We, accordingly, rule that the Manila mayors did not have authority to give
permits, written or oral, to defendants, and that the permits herein granted
are null and void.

3. Let us look into the houses and constructions planted by defendants on


the premises. They clearly hinder and impair the use of that property for
school purposes. The courts may well take judicial notice of the fact that
housing school children in the elementary grades has been and still is a
perennial problem in the city. The selfish interests of defendants must have
to yield to the general good. The public purpose of constructing the school
building annex is paramount.10

In the situation thus obtaining, the houses and constructions aforesaid


constitute public nuisance per se. And this, for the reason that they hinder
and impair the use of the property for a badly needed school building, to the
prejudice of the education of the youth of the land.11 They shackle the hands
of the government and thus obstruct performance of its constitutionally
ordained obligation to establish and maintain a complete and adequate
system of public education, and more, to "provide at least free public primary
instruction".12

Reason dictates that no further delay should be countenanced. The public


nuisance could well have been summarily abated by the city authorities
themselves, even without the aid of the courts.13

4. Defendants challenge the jurisdiction of the Court of First Instance of


Manila.

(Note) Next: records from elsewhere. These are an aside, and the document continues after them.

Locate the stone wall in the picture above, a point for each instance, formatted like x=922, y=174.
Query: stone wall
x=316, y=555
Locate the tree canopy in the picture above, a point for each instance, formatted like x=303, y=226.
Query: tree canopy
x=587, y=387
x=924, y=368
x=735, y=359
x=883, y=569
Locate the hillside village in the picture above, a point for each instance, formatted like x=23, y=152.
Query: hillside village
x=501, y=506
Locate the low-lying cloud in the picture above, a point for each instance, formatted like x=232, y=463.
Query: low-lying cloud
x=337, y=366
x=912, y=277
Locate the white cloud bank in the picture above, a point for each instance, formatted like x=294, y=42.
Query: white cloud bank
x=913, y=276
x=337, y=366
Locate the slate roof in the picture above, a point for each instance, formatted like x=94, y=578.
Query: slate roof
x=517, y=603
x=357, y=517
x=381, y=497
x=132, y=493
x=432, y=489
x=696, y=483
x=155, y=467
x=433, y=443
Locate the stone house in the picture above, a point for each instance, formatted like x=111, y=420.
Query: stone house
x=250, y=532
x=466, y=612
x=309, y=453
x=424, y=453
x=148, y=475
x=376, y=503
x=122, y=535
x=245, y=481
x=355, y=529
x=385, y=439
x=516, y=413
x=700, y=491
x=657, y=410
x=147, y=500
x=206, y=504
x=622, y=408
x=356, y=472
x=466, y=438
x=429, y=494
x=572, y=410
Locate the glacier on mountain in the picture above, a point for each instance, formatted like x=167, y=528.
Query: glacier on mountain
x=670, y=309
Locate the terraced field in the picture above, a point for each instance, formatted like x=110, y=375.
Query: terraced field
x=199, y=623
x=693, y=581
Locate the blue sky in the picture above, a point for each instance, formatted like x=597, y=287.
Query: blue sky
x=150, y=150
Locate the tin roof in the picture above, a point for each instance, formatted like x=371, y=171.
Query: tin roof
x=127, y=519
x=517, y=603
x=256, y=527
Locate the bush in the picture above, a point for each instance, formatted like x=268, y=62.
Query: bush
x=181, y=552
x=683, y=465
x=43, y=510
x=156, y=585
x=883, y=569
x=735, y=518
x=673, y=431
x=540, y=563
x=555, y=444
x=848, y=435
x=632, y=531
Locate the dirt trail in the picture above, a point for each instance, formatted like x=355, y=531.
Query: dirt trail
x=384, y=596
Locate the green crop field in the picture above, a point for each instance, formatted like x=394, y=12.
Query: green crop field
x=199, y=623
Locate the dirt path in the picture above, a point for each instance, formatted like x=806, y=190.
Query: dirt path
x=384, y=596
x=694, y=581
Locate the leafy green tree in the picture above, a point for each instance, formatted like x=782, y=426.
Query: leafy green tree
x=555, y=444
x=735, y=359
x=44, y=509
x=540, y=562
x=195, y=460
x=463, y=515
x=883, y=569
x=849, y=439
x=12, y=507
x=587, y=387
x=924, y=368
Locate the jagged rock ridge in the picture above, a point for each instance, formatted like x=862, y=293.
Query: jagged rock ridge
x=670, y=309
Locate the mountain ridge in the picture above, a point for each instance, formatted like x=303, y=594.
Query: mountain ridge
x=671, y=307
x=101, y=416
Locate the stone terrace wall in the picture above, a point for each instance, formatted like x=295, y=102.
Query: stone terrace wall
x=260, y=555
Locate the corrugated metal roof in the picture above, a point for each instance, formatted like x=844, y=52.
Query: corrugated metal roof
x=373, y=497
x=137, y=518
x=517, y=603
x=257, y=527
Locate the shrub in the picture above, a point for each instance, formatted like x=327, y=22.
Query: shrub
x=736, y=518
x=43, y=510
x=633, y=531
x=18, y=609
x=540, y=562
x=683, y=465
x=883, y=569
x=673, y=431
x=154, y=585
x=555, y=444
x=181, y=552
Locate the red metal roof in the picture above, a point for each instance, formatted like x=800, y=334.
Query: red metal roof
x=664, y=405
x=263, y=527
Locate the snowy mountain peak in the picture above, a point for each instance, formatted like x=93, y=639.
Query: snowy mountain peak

They say that the case should have been started in the municipal
court. They prop up their position by the averment that notice for them to
vacate was only served in September, 1961, and suit was started in July,
1962. Their legal ground is Section 1, Rule 70 of the Rules of Court. We have
reached the conclusion that their forcible entry dates back to the period from
1945 to 1947. That entry was not legalized by the permits. Their possession
continued to remain illegal from incipiency. Suit was filed long after the one-
year limitation set forth in Section 1 of Rule 70. And the Manila Court of First
Instance has jurisdiction.14

Upon the premises, we vote to affirm the judgment under review. Costs against
defendants-appellants. So ordered.

Concepcion, C.J., Reyes, J.B.L., Dizon, Regala, Makalintal, Bengzon, J.P.,


Zaldivar and Castro, JJ., concur.
Footnotes
1
Substitute by Cecilia Manzano, R.A. p. 70 and Tr., p. 16.
2
Civil Case No. 51087. Court of First Instance of Manila.
3
Section 5, Rule 124 of the 1940 Rules of Court, now Section 5, Rule 135 of
the new Rules of Court; Veluz vs. The Justice of the Peace of Sariaya, 42
Phil. 557, 563.
4
People vs. Singh 45 Phil. 676, 679.
5
Section 5, Rule 128, 1940 Rules of Court; Section 1, Rule 129, new Rules
of Court.
6
Section 50, Manila Charter.
7
Section 3, Rule 53, 1950 Rules of Court; Section 5, Rule 61, new Rules of
Court; J. M. Tuason & Co., Inc. vs. Magdangal, L-15539, January 30, 1962;
Joson vs. Nable, 87 Phil. 337, 340; J.M. Tuason & Co., Inc. vs. de la Rosa,
L-21904, October 29, 1966.
8
Sections 34 and 86, Revised Ordinances of the City of Manila, Ordinance
No. 1600.
9
Section 11(b), Manila Charter.
10
Dillon, Municipal Corporation, 5th Edition, Vol. III, pp. 1593-1594.
11
Article 694(5), Civil Code.
12
Section 5, Article XIV, Constitution.
13
Sitchon vs. Aquino, 98 Phil. 459, 464-466; Halili vs. Lacson, 98 Phil. 772,
774-775; Quinto vs. Lacson, 50 O.G. No. 29, pp. 5095-5096.
14
Vol. I, Nuevas Remedial Law, 1960 Ed., p. 597 and cases cited; Vol. 111,
Moran Comments on the Rules of Court, 1963 ed., p. 274.